The Climate Group welcomes Christiana Figueres as new climate chief
- 18 May 2010
Leading Latin American climate expert and negotiator Christiana Figueres of Costa Rica has been appointed to the top UN climate post by Secretary General Ban Ki-Moon. Ms Figueres will replace Yvo de Boer as the Executive Secretary of the UNFCCC at the end of July.
The appointment came after a long period of speculation over who would take over from Mr de Boer after announcing his resignation earlier this year, with Figueres and early favorite South African Tourism Minister Marthinus van Schalkwyk the main contenders for the position.
Figueres brings an insider’s knowledge to the position and is widely respected amongst both developed and developing countries. For the past 15 years she has been part of Costa Rica’s negotiating team, has already held positions on the UNFCCC’s Bureau and been a member of the CDM Executive Board. Importantly, the Costa Rican’s experience and knowledge of the often Byzantine workings of the UN negotiation process should help ensure a smooth transition from de Boer. This is likely to be vital given the complexity of the negotiations and with just six months to this year’s climate conference in Mexico.

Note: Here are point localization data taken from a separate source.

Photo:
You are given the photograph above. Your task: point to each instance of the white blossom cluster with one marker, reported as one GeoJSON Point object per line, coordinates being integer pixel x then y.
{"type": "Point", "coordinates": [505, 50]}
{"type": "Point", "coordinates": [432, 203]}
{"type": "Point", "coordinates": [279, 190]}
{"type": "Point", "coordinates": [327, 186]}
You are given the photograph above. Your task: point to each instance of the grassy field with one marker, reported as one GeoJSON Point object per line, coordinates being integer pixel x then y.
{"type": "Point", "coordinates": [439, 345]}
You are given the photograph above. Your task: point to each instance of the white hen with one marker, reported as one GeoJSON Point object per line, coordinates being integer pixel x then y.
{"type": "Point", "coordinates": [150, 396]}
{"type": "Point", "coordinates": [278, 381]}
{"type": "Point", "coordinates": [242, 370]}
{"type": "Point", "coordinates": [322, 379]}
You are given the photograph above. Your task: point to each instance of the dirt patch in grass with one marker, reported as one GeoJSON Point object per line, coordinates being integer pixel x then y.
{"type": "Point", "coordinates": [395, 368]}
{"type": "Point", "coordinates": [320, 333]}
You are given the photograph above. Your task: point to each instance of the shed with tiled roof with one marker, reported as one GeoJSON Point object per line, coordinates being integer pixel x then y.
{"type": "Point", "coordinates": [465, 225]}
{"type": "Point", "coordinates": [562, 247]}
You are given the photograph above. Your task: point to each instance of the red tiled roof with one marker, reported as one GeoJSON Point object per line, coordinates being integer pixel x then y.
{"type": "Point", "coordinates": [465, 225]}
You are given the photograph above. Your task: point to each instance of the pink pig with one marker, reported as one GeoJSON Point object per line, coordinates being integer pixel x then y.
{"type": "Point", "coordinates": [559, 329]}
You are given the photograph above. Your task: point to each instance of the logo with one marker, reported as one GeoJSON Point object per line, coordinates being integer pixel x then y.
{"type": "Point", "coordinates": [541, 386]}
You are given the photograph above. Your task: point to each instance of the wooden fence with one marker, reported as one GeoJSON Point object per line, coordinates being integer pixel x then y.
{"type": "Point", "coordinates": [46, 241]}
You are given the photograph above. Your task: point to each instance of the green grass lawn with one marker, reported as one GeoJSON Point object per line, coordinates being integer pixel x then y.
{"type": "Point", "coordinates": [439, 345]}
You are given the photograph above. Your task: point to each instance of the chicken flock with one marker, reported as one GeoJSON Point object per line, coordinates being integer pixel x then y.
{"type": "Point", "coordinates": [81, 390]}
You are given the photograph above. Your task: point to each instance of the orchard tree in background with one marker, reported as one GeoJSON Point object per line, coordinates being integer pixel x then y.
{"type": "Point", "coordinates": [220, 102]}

Figueres will assume her new position at a demanding time. The need to rebuild trust following the acrimonious Copenhagen summit remains an ongoing task. Recent international climate meetings, such as the Major Economies Forum, have highlighted that key divisions still remain between developed and developing countries, which will need to be bridged if further progress is to be made in the international climate negotiations.
Ms Figueres' appointment is the first time a developing country representative has held the top UNFCCC position. Coming from a small but environmentally progressive country, which has committed to carbon neutrality before 2030, Ms Figueres is well placed to build ambition amongst all parties.
Mark Kenber, Policy Director at The Climate Group, welcomed the announcement. “Christiana Figueres is a fitting successor to Yvo de Boer. Her in-depth understanding of the negotiating process, the needs of both developed and developing countries, and a pragmatic approach to problem solving make her ideally suited to the role. We wish her every success.”